Site Susceptibility, Population Development and Dispersal of the Pine Beauty Moth in a Lodgepole Pine Forest in Northern Scotland

Abstract
(1) The population behaviour of the pine beauty moth (Panolis flammea D and S (Lepidoptera: Noctuidae)), in a lodgepole pine (Pinus contorta Douglas) forest (North Dalchork) in northern Scotland was analysed from 1977 to 1984 to see whether part of the forest was intrinsically more susceptible than the rest to attack (as a result of, for example, a greater degree of host-plant susceptibility). Population growth was not significantly greater in the small part of the forest defoliated by larvae in 1984, refuting this hypothesis.
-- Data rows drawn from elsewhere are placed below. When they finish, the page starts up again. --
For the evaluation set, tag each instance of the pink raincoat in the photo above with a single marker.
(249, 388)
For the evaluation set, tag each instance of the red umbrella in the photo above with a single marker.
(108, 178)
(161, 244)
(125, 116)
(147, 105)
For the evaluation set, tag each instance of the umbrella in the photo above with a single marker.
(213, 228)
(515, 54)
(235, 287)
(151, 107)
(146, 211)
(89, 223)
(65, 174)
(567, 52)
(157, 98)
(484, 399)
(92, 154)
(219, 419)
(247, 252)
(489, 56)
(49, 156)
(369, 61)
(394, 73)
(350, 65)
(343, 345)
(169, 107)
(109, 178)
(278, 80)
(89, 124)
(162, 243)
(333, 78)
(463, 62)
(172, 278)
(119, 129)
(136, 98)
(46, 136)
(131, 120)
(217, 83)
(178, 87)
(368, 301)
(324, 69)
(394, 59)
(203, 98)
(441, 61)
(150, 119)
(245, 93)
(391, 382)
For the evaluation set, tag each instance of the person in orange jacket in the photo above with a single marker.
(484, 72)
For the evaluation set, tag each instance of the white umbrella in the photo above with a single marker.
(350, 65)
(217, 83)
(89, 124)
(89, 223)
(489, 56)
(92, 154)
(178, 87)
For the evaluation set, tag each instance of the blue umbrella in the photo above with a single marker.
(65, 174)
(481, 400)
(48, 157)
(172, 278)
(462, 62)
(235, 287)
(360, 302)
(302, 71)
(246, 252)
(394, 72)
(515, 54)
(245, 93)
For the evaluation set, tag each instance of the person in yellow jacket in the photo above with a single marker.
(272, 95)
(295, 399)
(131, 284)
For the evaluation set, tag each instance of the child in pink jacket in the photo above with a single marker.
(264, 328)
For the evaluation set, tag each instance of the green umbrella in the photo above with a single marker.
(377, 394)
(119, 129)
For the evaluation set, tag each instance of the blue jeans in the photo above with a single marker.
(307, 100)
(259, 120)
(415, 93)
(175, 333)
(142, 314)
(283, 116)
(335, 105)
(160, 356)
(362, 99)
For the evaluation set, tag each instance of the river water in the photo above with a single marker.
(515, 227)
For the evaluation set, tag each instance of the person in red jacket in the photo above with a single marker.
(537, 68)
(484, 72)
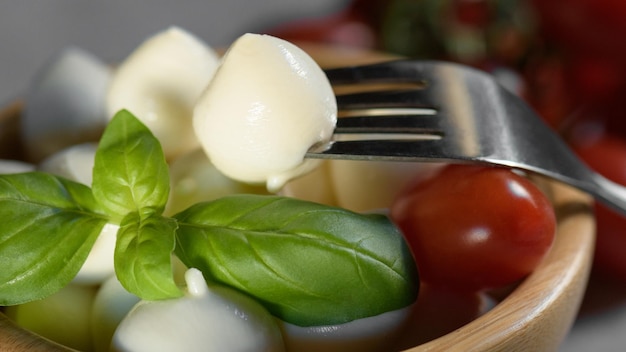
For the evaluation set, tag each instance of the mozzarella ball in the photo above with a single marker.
(160, 83)
(372, 334)
(365, 186)
(194, 179)
(111, 304)
(207, 319)
(8, 166)
(267, 105)
(100, 263)
(65, 103)
(75, 163)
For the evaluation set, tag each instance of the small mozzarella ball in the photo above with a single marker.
(207, 319)
(65, 104)
(8, 166)
(316, 186)
(369, 185)
(268, 103)
(160, 82)
(372, 334)
(75, 163)
(63, 317)
(99, 264)
(111, 305)
(195, 179)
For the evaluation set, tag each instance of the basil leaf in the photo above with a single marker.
(309, 264)
(143, 253)
(130, 170)
(49, 226)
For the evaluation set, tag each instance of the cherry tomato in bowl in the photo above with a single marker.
(607, 155)
(475, 227)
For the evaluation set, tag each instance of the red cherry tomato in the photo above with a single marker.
(607, 155)
(585, 26)
(475, 227)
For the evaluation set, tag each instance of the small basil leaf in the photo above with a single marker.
(130, 170)
(143, 253)
(49, 226)
(309, 264)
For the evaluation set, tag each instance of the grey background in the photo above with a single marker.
(32, 31)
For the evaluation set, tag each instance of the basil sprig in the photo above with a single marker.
(307, 263)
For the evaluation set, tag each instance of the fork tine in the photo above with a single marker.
(387, 72)
(403, 124)
(413, 98)
(390, 149)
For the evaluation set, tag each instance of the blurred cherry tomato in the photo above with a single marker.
(607, 155)
(593, 26)
(474, 227)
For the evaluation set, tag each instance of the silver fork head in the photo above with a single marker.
(455, 113)
(446, 115)
(452, 113)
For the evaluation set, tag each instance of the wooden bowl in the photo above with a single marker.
(535, 316)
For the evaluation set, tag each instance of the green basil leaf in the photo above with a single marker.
(49, 225)
(309, 264)
(143, 254)
(130, 170)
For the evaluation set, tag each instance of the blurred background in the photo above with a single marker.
(32, 31)
(565, 60)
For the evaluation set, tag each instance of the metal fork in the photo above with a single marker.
(452, 113)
Instead, the 1984 outbreak centered on the area where pine beauty moth numbers had been greatest 1 year after an insecticide control operation in 1979. (2) Large and significant differences were observed in population development in different years. (3) Significant differences in adult emergence (1.5-181.5 m-2) and egg laying (156-5496 eggs per tree) were observed at ten sampling locations throughout the forest in 1985. The number of eggs laid per tree was negatively and significantly correlated with the degree of defoliation caused by pine beauty moth larvae during the previous year. (4) The number of eggs laid per female per site (an estimate of fecundity) ranged from 18 (at the defoliated site) to 163. The fecundity predicted (from a previously derived model) from March-May temperatures was 58 eggs per female. This implies that the moths in the defoliated area were less fecund than the others, or laid a large proportion of their eggs outside the defoliated area. More than twice as many eggs as expected were found at three sites to the north-west and south-east of the defoliated area. However, densities, there, and throughout most of the rest of the forest, were already much greater than the economic threshold, as a result of local population development.